Harry’s Razors

harry's.jpgToday on Does This Even Work?, I take a look at yet another shaving product.

Harry’s Razors advertise themselves as a premium razor for someone wanting to save a few cents.  It’s not an unreasonable hope that a quality razor can be made without charging upwards of $20 for replacement razors.  Seriously, Gillette, you’re fucking ridiculous with your pricing.  But can the advertising really be believed?

The main competitor for Harry’s seems to be Dollar Shave Club, which to my understanding is only available through a mail order service.  Harry’s, on the other hand, can easily be found at Target, which made my decision on which product to try a lot easier.  After all, what happens if I need a new razor and my monthly allotment hasn’t arrived in the post?  Not to mention that Harry’s is only a fraction more expensive than Dollar Shave Club to begin with.  So on that end, Harry’s wins.

Price is a major selling point with these razors.  If I were to purchase replacement cartridges for my Gillette Fusion, I would be paying roughly $18 after tax.  Harry’s, on the other hand, charges about $8 for their cartridges.  Definitely see the appeal here.

But how does it shave?  Well, much like with Shave Secret, I decided to use it on some sensitive naughty bits to see, though I will clarify that I did not use Shave Secret for this product test but, instead, Gillette shave gel that I typically use, as to properly compare between my old razor and Harry’s.  Although there were a few minor cuts (as would be the case with any new razor), I found the shave to be above average for a razor in its price range.  It really was like taking a weed whacker to my pubes and took virtually no time at all.  I was truly impressed.

As far as shaving my face is concerned, I was impressed with the precision razor on the top of the cartridge, much like my Gillette Fusion had.  Since I have a chin strap that runs down my face, it’s very convenient to have that feature for meticulous grooming.
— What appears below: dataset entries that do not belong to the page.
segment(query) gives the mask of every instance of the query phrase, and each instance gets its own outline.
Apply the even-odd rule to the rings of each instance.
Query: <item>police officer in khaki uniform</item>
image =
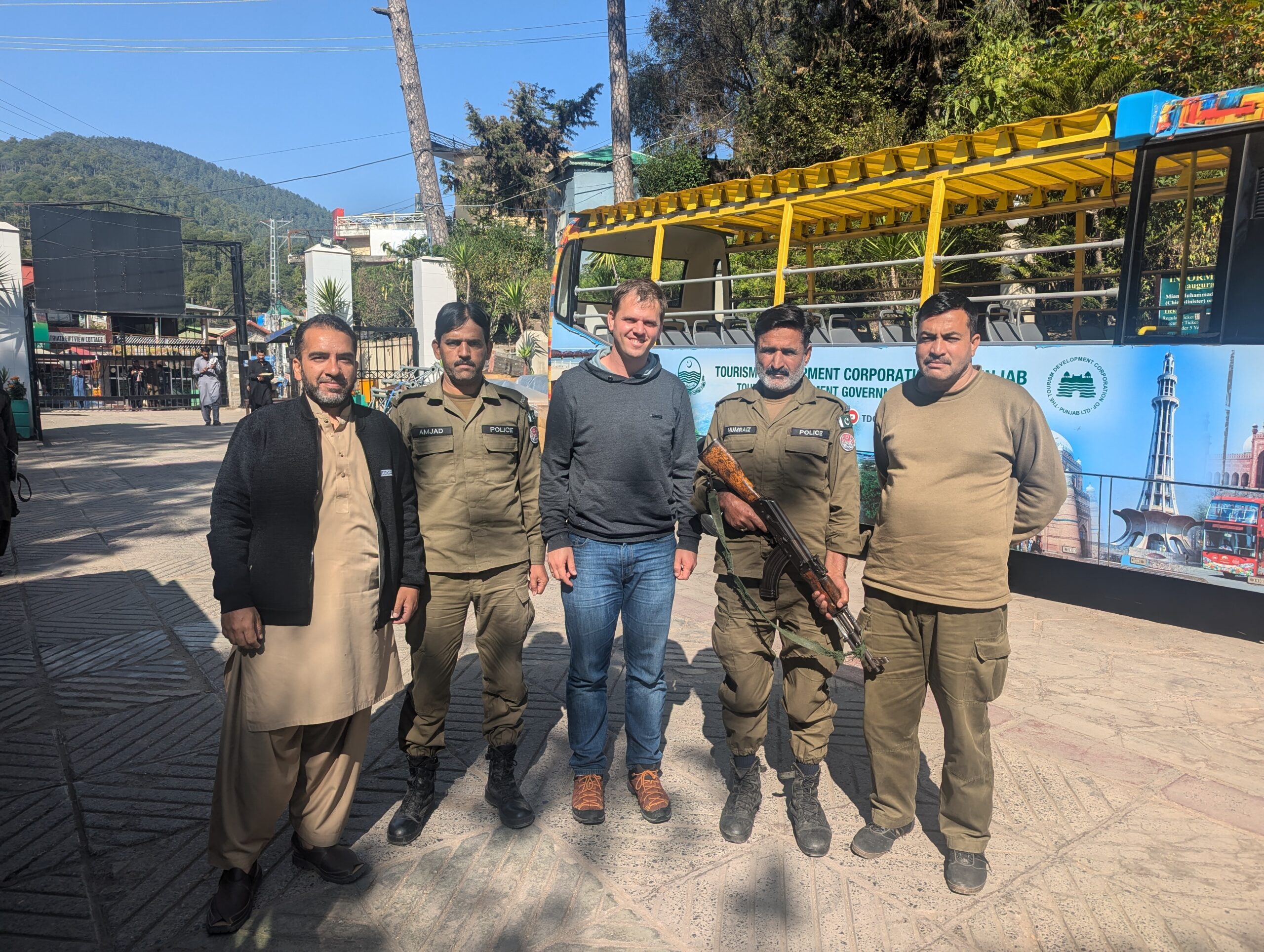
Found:
[[[412,685],[399,713],[408,790],[387,838],[417,838],[435,805],[453,669],[474,606],[483,668],[487,790],[501,822],[535,822],[518,790],[514,756],[527,685],[522,642],[535,619],[531,594],[547,584],[540,534],[540,431],[527,398],[484,379],[492,326],[477,305],[444,305],[435,321],[442,377],[404,392],[391,420],[412,451],[430,592],[407,627]]]
[[[851,411],[804,378],[811,357],[810,331],[806,315],[794,305],[780,305],[760,315],[755,322],[760,382],[715,405],[708,439],[719,440],[755,487],[781,503],[808,547],[824,556],[825,569],[843,593],[843,601],[829,606],[789,574],[781,579],[776,602],[763,601],[758,580],[772,551],[763,522],[738,497],[724,492],[723,484],[713,485],[705,468],[699,468],[693,504],[705,512],[708,491],[718,489],[734,568],[751,598],[769,619],[833,647],[837,635],[829,633],[833,626],[828,613],[847,603],[843,578],[847,558],[858,556],[862,546],[860,473]],[[743,843],[751,836],[762,802],[758,750],[767,736],[777,649],[771,626],[747,607],[718,556],[715,563],[719,603],[712,641],[724,665],[719,697],[736,775],[720,813],[720,833],[729,842]],[[790,821],[799,848],[808,856],[824,856],[829,851],[830,829],[817,789],[837,709],[829,698],[828,679],[838,665],[833,657],[785,638],[780,657],[782,703],[790,719],[795,759]]]

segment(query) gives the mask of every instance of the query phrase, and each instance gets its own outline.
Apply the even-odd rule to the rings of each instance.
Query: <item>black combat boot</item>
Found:
[[[513,757],[517,752],[516,743],[487,748],[487,789],[483,791],[483,799],[501,812],[501,823],[509,829],[522,829],[536,822],[536,812],[522,795],[518,780],[513,775]]]
[[[790,814],[790,826],[794,827],[794,838],[799,848],[806,856],[824,856],[829,852],[832,832],[825,812],[820,809],[820,800],[817,799],[820,767],[813,774],[805,774],[803,766],[795,761],[786,812]]]
[[[763,765],[756,757],[746,770],[733,765],[733,789],[728,791],[724,809],[719,813],[719,834],[731,843],[744,843],[755,828],[755,814],[763,803],[760,772]]]
[[[396,815],[387,827],[387,841],[396,846],[411,843],[421,836],[431,810],[435,809],[435,772],[439,757],[408,756],[408,789]]]
[[[953,893],[972,896],[987,885],[987,857],[964,850],[949,850],[944,857],[944,881]]]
However, not everything with this razor is worthy of positive praise.  One noticeable difference with these blade cartridges is that the casing around the blades is made of plastic.  Not at all something that would be surprising for a cheaper blade, but this is supposed to rival Gillette and Schick, not the disposable Noxema razors.  As a result, if you’re clumsy enough to drop your razor on the right spot, the entire razor separates and is essentially ruined.  I’ve never seen that with any razor, and I wish I had taken  a picture.

The razors themselves don’t seem to last too long, either.  After a few normal shaves with the non-pube cartridge, I noticed that more effort was needed for a proper shave than before.  After about ten shaves, there was very little point in even using it.  By comparison, my Gillette razors would last significantly longer than that depending on how they were used.  With this in mind, if you’re getting only half the usage at half the price, why would it be worth it to use Harry’s?

Finally, as much as I bragged about the precision razor previously, I need to explain that the version on Gillette razors is much better than Harry’s.  Although Harry’s version did cut the hair, it cut my skin up, as well.  Perhaps some of that is to be expected, but not to the degree I experienced it with Harry’s.  Luckily, they were never very deep cuts and were pretty quick to heal, but still.

In short, Harry’s razors provide a somewhat cost efficient option for those not looking to get raped in the ass by the major razor companies.  However, the money one saves on these razors really turns out not to be worth it.  Perhaps Dollar Shave Club is a better option, but without having tried them, I cannot say for sure.  Still, it’s not the worst shave I’ve ever had.